As empresas subestimam capacidade do deficiente e criam barreiras no acesso ao emprego – associações

PorEdisângela Tavares,9 dez 2023 9:17

As associações de pessoas com deficiência consideram que o maior obstáculo no acesso ao mercado de trabalho é o preconceito na sociedade e nas entidades empregadoras, tanto públicas quanto privadas, que subestimam a capacidade do deficiente e criam barreiras substanciais no acesso ao emprego.

No mês em que se assinala o Dia Internacional das Pessoas com Deficiência, 3 de Dezembro, data que desempenha um papel crucial na consciencialização, promoção da inclusão e defesa dos direitos dessa minoria em todo o mundo, o Expresso das Ilhas abordou a questão da empregabilidade e os desafios profissionais para pessoas com deficiência em Cabo Verde.

Em conversa com Paulo Jorge Ribeiro, um jovem deficiente que tem limitações na fala e uma ligeira dificuldade motora, a nossa equipa testemunhou que apesar da sua deficiência, este jovem é bastante esforçado e empenhado ao desempenhar as suas funções. Paulo Jorge Ribeiro actualmente desempenha funções, como voluntário, nas vendas no Centro Nacional Ortopédico e de Reabilitação Física de Cabo Verde (CENORF). Licenciado em economia e gestão e com um mestrado em contabilidade, Paulo Jorge Ribeiro, apesar de estar capacitado e disponível há seis anos no mercado de trabalho, acredita que até hoje não foi contratado por conta da sua dificuldade na fala.

“Acredito que a minha limitação na fala e dificuldade motora é vista com preconceito. As empresas recusam-se a aceitar que, apesar da minha deficiência, sou uma pessoa capaz de desempenhar com maestria a minha função. Nós que somos deficientes esforçamo-nos muito mais do que as pessoas ditas normais, para conseguir as coisas. Tenho mestrado em contabilidade, não porque me facilitaram, esforcei-me, estudei muito para ter boas notas e, infelizmente, o meu país não está disposto a conceder-me uma oportunidade de ser um jovem normal, de trabalhar. Quando participo em qualquer concurso, as empresas não me vêem como um jovem candidato capacitado, preferem ver um jovem deficiente e questionar a minha capacidade”.

Paulo Jorge conta que está sempre a participar em concursos, mas infelizmente nunca foi contratado. Além da formação académica, Paulo tem uma vasta experiência, já desempenhou várias funções, na sua área de formação, a nível do voluntariado.
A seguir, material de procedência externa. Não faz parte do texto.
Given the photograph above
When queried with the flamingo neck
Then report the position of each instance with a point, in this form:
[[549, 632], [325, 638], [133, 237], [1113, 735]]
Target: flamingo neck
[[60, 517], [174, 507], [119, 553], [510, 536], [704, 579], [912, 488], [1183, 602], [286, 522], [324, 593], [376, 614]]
Na mesma linha, a nossa equipa conversou com Maria Rosa Ferreira, que é deficiente visual e trabalha como telefonista. Maria Rosa Ferreira, cega de nascença, conta que é bastante independente e que por conta própria procurou várias formações profissionais e hoje orgulha-se dos vários diplomas que possui. Formada em atendimento ao público, Ferreira revelou que também possui certificado de primeiros socorros, empreendedorismo e tentou uma licenciatura em psicologia, mas devido a limitação de recursos na época, não conseguiu concluir a formação.

“O mercado de trabalho, em qualquer lugar no mundo, não está voltado para as pessoas com deficiência. Em Cabo Verde, podemos reconhecer os avanços como a isenção de propinas, para que as pessoas deficientes possam ter acesso a uma educação melhor, como um grande ganho, mas temos que aplicar o princípio da equidade. Sou deficiente, natural do interior da ilha de Santiago, proveniente de uma família sem recursos financeiros, como é que vou frequentar uma universidade, ainda que não pague propinas, sem ter um suporte financeiro? No mercado de trabalho, posso dizer que hoje existe software que permite que deficientes visuais desempenhem as funções num computador, mas as empresas não querem gastar com adaptações, não estão a ver a inclusão como algo que oferece ganhos a longo prazo”.

Associações

Por sua vez, o Presidente da Associação dos Deficientes Visuais de Cabo Verde – ADVIC, Marciano Monteiro, sublinhou que os desafios enfrentados pelas pessoas com deficiência no mercado de trabalho e no acesso à educação, e enfatiza a necessidade urgente de mudanças para promover uma verdadeira inclusão. Este responsável acredita que maior fiscalização e aplicação das leis e políticas para pessoas com deficiência poderia minimizar as lacunas no ingresso ao mercado de trabalho, especialmente aquelas com deficiência visual.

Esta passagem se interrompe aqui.